But how does that work when you are trading in the physical disc at Gamestop and you still have the game stored on your console that is disconnected from the internet? Or if you were to sell it virtully, pop in the physical disc onto your first or second console that has been disconnected from the internet before the sale.
Having serial numbers on CD is not above current technology, and I'd wager that the number of people willing to never connect their system to the internet due to the fact they're pirating a bunch of games is statistically insignificant.
Uh, yeah, just require to deactivate the disc before sale. That's reasonable and doesn't have the intrusive feel. This isn't hard.
Edit: I see, if the DVDs are identical then that's not possible. But plenty of software comes with a serial anyways. Just make the serial transferable, problem solved.
Not necessarily, there's already a web component to Xbox Live at xbox.com that you can login to from any browser and you can even do things on it (today) like reset all your Xbox 360 digital content licenses (I think this is limited to once per year) for exactly this sort of situation where your console died and you had to buy a new one.
So, log in to xbox.com, see list of your active licenses, click 'deactive' link on the games you want to forfeit your current digital license for.

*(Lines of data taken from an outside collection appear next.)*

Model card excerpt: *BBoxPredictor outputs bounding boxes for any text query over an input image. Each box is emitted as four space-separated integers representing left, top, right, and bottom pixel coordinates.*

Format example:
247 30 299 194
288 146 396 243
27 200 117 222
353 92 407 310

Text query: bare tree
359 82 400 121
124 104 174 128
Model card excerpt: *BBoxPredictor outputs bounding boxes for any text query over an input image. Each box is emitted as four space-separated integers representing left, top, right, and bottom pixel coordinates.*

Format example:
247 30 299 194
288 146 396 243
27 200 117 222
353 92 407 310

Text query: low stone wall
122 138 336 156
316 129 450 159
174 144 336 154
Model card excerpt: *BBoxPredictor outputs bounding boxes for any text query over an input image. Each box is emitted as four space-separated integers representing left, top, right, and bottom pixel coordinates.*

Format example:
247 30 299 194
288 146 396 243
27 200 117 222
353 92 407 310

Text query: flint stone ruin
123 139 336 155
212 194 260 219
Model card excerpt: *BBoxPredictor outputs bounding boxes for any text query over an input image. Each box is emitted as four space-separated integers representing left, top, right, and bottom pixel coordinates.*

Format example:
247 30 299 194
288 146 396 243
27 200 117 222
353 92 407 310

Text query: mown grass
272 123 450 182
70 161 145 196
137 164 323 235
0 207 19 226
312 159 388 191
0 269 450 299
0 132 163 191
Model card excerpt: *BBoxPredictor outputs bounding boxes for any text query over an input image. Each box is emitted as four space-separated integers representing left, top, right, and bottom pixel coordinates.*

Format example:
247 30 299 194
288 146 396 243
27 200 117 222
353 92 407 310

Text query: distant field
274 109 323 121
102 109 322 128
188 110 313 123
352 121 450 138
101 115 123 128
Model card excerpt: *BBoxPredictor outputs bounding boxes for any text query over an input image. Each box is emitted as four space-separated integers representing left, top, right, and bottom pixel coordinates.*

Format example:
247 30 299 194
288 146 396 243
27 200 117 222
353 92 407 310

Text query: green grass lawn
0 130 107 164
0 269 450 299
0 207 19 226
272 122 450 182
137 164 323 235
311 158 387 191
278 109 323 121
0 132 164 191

No console required.
If your console allows you to play disc purchased games without the disc in the console, then being able to "deactivate" the disc on the web before reselling it would allow you to continue to play your game on your un-networked console.
You can't have disc-less disc games that allow trading and don't require some form of "always on". You have to give up one of those; this time around it seems they are giving up "disc-less disc".